I have a captcha image that looks like this:
Using a utility called TesserCap from McAfee, I could apply a "chopping" filter to the image. (Before running it, I made sure there were only two colors in the image, white and black.) I was very impressed with the results of using that filter with a value of 2 in the text box. It accurately removed most of the noise but kept the main text, resulting in this:
I wanted to implement something like this on one of my own scripts, so I tried to find out what image processing library TesserCap used. I couldn't find anything; it turns out it uses its own code to process the image. I then read this whitepaper that explains exactly how the program works. It gave me the following description of what this chopping filter does:
If the contiguous number of pixels for given grayscale values are less than the number provided in the numeric box, the chopping filter replaces these sequences with 0 (black) or 255 (white) as per user choice. The CAPTCHA is analyzed in both horizontal and vertical directions and corresponding changes are made.

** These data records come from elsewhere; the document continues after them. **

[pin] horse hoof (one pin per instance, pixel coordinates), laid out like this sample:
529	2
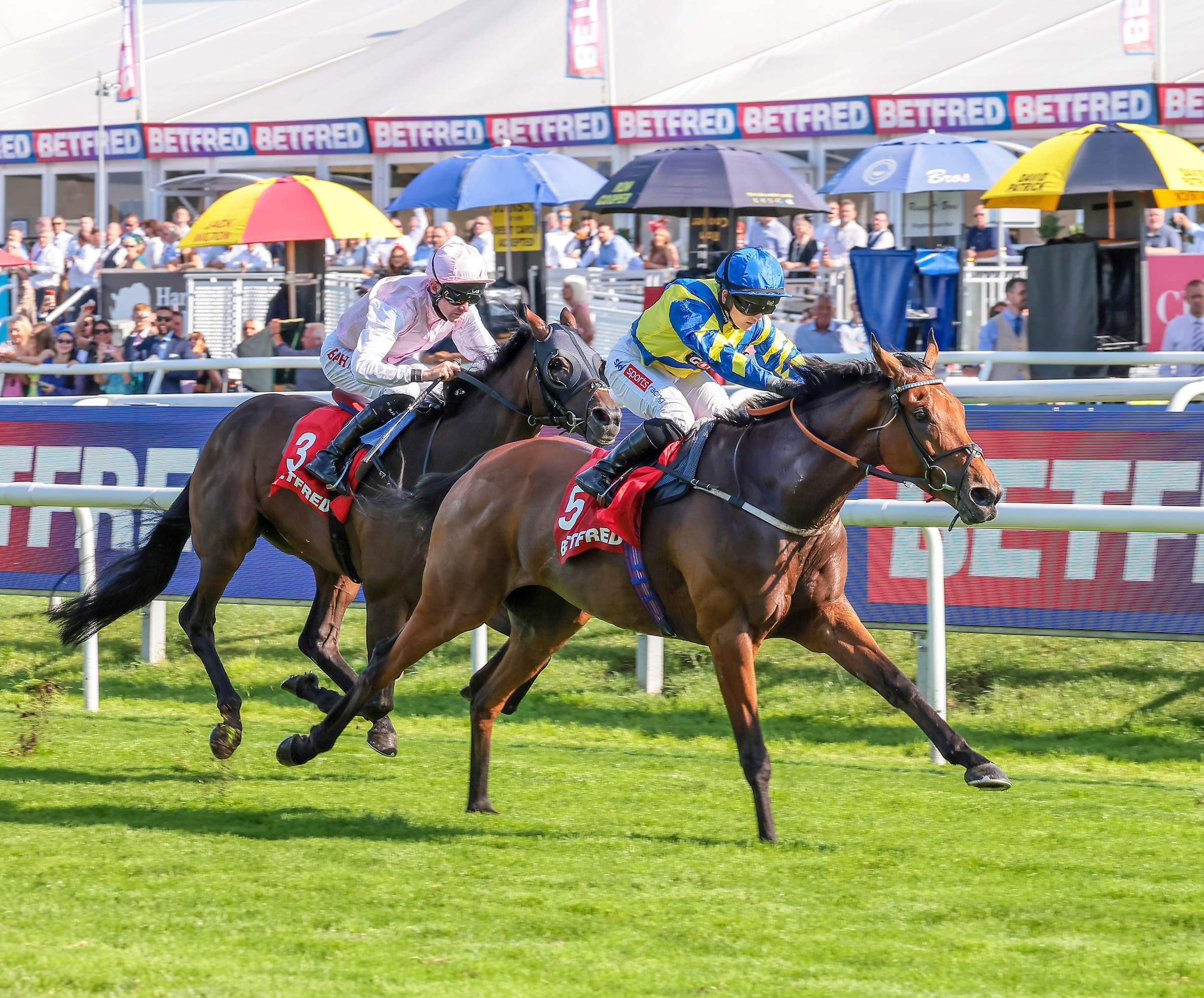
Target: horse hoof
287	754
224	740
986	776
306	682
383	738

I am not sure I understand what it is doing. My script is in Python, so I tried using PIL to manipulate the pixels kind of like that quote described. It sounds kind of simple, but I failed, probably because I didn't really know what exactly the filter was doing:
(This is made from a slightly different captcha that uses a circular pattern.)
I also tried seeing if it could easily be done with ImageMagick's convert.exe. Their -chop option is something completely different. Using -median along with some -morphology commands helped to reduce some of the noise, but nasty dots appeared and the letters became very distorted. It wasn't nearly as simple as doing the chopping filter with TesserCap.
So, my question is as follows: how do I implement the chopping filter of TesserCap in Python, be it using PIL or ImageMagick? That chopping filter works much better than any of the alternatives I've tried, but I can't seem to replicate it. I've been working on this for hours and haven't figured anything out yet.